The IMF mission chief said continued supply-side reforms to improve productivity and competitiveness and build resilience to natural disasters and climate change remain essential for sustainable growth, which is essential for the viability of the economy. public debt.

She said the pandemic and the 2021 volcanic eruptions, compounded by the impact of war in Ukraine, highlighted St. Vincent’s vulnerability to external shocks and natural disasters.

“The shocks have dealt a severe blow to agriculture and tourism, two main sectors. Proactive policy responses have mitigated the socio-economic impact of shocks and helped contain economic scars.

Gross domestic product (GDP) is estimated to have increased by 0.5% in 2021, after decreasing by 5.3% in 2020.

“Despite considerable efforts by the authorities to mobilize revenue and contain non-priority spending, critical fiscal responses to address the humanitarian and health crises, coupled with weaker economic activity, have pushed public debt to around 88% of GDP. in 2021”.

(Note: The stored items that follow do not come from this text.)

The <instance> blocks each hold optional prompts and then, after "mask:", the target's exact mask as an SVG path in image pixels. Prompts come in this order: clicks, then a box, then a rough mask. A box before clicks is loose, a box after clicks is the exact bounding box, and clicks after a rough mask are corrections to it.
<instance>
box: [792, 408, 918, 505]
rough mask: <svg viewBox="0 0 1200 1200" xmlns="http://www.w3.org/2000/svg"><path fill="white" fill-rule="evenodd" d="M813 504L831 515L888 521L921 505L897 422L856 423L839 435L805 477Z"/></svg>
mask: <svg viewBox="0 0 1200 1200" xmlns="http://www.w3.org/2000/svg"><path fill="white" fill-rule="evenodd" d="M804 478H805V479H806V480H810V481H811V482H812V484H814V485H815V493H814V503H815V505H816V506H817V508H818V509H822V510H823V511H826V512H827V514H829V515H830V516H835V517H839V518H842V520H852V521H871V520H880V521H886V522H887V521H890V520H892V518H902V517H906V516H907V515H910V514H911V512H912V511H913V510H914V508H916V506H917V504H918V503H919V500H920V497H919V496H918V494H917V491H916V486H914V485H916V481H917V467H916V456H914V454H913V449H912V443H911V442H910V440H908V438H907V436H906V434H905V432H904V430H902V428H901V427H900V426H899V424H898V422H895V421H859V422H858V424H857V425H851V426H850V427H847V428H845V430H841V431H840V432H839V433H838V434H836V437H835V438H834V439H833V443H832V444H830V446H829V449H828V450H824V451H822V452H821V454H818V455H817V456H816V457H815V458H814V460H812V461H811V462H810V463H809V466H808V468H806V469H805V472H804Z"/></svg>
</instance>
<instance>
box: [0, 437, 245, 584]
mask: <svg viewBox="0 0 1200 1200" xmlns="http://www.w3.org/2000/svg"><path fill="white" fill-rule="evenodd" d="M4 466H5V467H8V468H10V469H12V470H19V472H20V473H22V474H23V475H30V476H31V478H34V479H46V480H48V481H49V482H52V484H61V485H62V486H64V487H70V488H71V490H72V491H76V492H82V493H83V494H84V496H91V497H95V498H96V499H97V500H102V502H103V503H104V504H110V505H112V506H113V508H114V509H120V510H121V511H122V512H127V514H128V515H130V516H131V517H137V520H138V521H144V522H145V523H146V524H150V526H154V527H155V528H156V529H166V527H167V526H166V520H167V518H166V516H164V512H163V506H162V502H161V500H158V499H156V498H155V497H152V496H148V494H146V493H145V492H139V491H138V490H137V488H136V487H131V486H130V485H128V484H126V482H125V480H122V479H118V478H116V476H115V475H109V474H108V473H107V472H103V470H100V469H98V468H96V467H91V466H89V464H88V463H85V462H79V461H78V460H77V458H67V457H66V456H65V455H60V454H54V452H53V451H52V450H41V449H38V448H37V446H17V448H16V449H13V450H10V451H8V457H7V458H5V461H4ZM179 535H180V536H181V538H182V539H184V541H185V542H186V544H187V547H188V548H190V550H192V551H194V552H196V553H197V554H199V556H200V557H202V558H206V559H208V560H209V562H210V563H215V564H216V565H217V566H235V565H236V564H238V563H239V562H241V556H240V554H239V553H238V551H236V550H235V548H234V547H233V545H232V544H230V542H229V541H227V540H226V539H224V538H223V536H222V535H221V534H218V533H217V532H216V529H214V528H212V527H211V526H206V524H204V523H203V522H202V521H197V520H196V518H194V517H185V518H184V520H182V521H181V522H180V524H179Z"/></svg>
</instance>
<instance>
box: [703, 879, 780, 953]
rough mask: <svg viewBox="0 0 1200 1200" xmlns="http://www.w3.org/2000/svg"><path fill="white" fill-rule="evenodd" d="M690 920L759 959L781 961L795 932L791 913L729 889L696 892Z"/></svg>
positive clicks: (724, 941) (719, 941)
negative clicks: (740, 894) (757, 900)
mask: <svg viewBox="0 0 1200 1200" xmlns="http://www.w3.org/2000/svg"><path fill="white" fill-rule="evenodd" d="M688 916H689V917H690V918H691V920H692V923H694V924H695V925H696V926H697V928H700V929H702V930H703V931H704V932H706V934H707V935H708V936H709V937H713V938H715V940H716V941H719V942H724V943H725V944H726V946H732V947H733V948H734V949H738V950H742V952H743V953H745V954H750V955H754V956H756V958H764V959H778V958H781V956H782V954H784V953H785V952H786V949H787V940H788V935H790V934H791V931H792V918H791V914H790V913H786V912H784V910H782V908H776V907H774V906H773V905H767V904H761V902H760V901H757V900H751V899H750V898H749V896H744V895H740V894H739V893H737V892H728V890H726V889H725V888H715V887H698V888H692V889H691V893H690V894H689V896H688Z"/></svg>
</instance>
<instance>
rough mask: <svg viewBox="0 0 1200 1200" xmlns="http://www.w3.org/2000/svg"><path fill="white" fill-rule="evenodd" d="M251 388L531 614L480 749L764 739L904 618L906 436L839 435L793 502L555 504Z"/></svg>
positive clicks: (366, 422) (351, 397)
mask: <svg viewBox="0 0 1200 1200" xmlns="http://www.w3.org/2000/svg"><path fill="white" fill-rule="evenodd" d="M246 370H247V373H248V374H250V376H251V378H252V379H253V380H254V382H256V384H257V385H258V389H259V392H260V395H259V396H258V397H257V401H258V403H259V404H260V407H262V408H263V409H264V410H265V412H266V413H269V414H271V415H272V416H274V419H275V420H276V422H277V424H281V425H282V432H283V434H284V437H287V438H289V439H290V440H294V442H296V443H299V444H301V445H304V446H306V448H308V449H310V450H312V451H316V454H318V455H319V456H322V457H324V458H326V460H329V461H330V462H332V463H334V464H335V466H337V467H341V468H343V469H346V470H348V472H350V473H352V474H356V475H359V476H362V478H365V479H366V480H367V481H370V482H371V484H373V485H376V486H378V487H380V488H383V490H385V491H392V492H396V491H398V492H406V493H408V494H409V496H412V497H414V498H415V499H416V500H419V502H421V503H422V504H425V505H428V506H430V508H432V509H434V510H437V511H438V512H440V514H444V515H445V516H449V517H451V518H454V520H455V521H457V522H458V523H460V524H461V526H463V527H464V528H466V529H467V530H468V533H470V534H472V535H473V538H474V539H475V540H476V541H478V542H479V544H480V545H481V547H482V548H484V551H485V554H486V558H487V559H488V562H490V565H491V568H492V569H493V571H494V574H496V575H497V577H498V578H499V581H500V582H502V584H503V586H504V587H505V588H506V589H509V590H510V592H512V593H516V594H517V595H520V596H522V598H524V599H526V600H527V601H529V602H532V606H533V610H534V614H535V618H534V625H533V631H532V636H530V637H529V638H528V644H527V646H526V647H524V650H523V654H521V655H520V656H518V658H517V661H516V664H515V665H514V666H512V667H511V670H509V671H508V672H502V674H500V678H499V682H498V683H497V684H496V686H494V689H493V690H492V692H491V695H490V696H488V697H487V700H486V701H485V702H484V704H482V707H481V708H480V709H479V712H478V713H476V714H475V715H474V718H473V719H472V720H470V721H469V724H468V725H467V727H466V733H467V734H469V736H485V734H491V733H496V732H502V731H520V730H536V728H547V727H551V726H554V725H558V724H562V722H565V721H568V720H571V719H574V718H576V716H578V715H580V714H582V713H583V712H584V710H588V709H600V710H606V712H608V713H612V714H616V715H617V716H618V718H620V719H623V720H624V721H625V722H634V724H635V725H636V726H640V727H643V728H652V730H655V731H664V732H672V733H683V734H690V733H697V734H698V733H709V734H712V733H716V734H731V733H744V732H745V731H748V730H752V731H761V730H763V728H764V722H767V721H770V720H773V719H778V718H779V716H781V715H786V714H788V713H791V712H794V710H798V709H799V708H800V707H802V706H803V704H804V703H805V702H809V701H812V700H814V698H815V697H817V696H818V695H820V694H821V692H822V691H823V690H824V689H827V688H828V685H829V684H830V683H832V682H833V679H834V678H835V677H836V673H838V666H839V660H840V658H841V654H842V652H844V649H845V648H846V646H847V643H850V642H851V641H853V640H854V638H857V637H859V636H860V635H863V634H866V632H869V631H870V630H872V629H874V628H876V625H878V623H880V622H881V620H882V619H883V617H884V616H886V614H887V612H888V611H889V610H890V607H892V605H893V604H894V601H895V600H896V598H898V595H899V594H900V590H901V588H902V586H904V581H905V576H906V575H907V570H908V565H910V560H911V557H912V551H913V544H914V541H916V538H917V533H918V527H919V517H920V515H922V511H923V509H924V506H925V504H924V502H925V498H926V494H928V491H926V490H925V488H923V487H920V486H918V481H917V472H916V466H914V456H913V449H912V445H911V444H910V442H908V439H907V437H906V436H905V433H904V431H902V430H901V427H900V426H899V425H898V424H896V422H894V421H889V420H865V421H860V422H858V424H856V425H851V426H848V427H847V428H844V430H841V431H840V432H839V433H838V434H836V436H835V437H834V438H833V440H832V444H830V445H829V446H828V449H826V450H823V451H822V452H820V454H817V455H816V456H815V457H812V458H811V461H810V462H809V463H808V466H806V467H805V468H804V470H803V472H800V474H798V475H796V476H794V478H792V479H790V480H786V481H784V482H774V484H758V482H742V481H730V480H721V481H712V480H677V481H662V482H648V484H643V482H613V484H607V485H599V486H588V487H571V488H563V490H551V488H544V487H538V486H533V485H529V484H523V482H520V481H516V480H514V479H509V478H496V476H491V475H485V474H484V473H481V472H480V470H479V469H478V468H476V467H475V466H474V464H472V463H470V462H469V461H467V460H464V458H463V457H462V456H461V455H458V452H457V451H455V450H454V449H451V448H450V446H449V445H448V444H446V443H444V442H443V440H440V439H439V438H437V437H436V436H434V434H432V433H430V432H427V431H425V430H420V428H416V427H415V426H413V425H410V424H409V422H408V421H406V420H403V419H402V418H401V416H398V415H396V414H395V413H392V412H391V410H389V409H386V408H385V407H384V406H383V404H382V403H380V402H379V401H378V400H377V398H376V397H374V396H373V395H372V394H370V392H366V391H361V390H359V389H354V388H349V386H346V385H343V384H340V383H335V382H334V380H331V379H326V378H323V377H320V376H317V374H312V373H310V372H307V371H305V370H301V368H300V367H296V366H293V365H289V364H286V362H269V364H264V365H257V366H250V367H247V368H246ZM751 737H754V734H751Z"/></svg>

She said the recovery in tourism has been slow, with staycation arrivals in the first quarter reaching 45% of pre-pandemic levels. The war in Ukraine compounded the shocks of 2020-21 with a spike in import prices.

The IMF said post-eruption reconstruction activity, the continued recovery of tourism and agriculture and the launch of several large-scale investment projects would support real GDP growth of 5% this year.

“Growth is expected to strengthen to 6% in 2023 as major projects come into full swing. Rising import prices, particularly of fuel and foodstuffs, are expected to push inflation up to 5.7% in 2002.